Kinetin was isolated from herring sperm (of all places!) in 1955, and the compound now called zeatin was isolated from corn in 1961. Since then, over 200 natural and synthetic cytokinins are now known.
The primary functions of cytokinins are the stimulation of cell division and the promotion of bud development. Plant tissue culture labs use cytokinins to stimulate shoot production in test tube tissue masses. Auxins and cytokinins work together; just a change in the ratio of one to the other is all that is necessary to determine whether roots or shoots will develop in a plant tissue sample. Micropropagation, or plant tissue culture, labs utilize this information to formulate various media for the growth of little shoots and roots in the test tube. Leaf expansion resulting from the enlargement of cells is also a function of cytokinins.

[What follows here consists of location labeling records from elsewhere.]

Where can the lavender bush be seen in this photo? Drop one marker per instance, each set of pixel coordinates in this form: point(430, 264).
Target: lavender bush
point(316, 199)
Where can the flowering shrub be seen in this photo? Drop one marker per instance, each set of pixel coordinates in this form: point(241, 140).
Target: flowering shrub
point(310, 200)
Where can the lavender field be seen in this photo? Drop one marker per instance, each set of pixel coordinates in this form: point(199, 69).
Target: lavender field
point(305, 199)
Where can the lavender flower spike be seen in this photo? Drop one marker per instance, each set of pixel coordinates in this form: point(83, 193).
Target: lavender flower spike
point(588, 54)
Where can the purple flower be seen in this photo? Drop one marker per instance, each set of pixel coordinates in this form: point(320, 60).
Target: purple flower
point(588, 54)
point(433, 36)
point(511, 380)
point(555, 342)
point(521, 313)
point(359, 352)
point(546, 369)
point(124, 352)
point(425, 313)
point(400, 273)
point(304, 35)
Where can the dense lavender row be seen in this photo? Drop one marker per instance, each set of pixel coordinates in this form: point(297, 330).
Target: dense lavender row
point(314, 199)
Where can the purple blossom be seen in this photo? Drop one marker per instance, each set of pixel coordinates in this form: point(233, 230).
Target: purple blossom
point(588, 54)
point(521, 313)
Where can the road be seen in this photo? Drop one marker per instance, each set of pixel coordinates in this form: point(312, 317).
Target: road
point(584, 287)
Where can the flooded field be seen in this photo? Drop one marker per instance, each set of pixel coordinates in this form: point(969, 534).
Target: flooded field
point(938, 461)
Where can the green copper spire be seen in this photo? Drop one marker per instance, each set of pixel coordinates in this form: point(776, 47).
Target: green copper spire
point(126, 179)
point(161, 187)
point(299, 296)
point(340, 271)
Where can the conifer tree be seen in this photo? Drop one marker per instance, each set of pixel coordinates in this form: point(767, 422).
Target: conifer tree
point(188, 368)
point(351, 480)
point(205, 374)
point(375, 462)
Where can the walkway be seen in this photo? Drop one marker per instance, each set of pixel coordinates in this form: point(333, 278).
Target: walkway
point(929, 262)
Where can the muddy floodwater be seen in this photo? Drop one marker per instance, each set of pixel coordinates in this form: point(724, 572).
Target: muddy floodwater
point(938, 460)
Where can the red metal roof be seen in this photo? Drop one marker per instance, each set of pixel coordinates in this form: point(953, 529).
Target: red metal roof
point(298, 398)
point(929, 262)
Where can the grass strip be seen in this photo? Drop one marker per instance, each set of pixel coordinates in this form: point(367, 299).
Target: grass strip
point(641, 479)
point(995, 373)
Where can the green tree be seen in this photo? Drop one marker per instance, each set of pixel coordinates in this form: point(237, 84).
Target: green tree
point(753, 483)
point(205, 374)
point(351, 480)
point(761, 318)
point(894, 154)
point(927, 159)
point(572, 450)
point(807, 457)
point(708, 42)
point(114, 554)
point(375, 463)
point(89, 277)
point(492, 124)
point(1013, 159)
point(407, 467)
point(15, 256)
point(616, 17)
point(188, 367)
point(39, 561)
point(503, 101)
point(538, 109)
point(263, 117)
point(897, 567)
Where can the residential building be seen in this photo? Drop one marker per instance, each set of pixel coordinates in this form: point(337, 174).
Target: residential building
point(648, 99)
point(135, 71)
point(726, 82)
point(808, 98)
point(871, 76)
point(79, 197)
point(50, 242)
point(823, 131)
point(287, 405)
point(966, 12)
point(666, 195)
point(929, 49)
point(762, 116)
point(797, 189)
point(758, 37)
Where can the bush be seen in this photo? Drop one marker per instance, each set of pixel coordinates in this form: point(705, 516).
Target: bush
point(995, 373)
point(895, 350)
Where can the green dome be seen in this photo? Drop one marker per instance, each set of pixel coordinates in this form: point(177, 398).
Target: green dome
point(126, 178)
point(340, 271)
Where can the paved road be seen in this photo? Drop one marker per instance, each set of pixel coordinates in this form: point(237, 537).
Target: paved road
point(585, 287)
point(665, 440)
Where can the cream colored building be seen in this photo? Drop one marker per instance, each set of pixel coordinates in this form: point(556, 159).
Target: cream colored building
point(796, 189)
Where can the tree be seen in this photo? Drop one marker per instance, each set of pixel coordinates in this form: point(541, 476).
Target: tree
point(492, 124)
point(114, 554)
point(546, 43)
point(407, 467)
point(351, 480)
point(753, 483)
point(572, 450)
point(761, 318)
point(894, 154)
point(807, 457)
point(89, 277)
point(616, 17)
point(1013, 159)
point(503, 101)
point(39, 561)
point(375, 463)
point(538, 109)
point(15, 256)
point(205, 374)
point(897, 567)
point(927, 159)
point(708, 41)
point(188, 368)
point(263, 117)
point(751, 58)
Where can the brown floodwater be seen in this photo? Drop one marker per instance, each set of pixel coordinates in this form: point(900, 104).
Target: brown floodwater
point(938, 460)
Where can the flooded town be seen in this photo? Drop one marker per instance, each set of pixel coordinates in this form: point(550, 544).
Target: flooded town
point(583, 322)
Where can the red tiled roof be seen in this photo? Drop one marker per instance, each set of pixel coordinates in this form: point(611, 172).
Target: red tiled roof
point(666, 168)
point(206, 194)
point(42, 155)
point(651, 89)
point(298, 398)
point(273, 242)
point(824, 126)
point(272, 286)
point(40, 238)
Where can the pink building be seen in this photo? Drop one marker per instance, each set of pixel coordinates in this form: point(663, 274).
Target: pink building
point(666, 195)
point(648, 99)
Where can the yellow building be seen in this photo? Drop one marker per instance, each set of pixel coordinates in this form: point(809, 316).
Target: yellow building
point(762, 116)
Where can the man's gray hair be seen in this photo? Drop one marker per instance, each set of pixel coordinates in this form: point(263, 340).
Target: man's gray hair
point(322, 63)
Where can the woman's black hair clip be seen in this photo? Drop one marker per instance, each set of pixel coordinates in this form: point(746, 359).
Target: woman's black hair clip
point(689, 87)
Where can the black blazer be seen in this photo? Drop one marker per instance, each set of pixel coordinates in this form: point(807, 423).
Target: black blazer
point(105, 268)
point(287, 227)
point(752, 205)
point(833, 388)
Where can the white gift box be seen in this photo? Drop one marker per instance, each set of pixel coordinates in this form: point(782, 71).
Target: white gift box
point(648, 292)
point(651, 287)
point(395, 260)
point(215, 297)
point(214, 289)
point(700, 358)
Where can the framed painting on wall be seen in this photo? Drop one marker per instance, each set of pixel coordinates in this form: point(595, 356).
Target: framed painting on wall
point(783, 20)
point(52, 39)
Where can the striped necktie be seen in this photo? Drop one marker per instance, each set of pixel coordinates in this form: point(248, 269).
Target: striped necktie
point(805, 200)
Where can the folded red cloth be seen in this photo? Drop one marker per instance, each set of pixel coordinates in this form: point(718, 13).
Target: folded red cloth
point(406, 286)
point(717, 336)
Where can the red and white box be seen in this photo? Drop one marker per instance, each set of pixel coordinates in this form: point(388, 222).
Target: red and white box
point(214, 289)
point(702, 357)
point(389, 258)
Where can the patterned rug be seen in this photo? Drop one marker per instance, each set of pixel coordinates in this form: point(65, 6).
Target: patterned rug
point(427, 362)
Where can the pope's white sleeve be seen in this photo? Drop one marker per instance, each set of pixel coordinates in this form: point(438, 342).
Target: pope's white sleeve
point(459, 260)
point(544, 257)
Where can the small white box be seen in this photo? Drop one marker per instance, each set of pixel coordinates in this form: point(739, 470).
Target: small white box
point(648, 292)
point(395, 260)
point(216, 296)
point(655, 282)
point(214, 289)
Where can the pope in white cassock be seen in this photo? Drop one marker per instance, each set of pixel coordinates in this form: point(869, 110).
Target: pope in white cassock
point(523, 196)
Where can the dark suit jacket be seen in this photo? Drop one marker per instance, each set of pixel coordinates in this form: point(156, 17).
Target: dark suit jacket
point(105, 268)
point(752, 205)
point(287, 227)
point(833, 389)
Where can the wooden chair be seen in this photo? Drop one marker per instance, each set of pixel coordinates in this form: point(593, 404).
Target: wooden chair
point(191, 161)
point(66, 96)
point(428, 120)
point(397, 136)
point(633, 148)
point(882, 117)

This group of compounds was discovered as a result of a search for the cause for a plant disease. Infected rice seedlings elongated 'foolishly" and produced poorly developed grain, or none at all. A study of this problem in 1926 ultimately resulted in the discovery that a bioactive compound produced by the infecting fungus was responsible for the effect seen in the seedlings. The fungus was Gibberella and the name given to the original extract isolated was "gibberellin".
Subsequent studies showed that this extract was not a single compound, but a group of related compounds. These have since been found to occur naturally in plants, and now at least 126 different gibberellins are known. The most familiar is known as gibberellic acid, or GA3. The "3" came because in the early days, new gibberellins were numbered according to the order in which they were discovered. Gibberellin A3 was the third one, and was the same as gibberellic acid.
Gibberellins act by stimulating cell division and elongation. When applied to a plant, they will cause the plant to grow taller than it would if it had not been treated. These compounds can also break dormancy in some plant seeds requiring cold treatment or light to induce germination, and can delay the death or senescence of leaves and citrus fruits.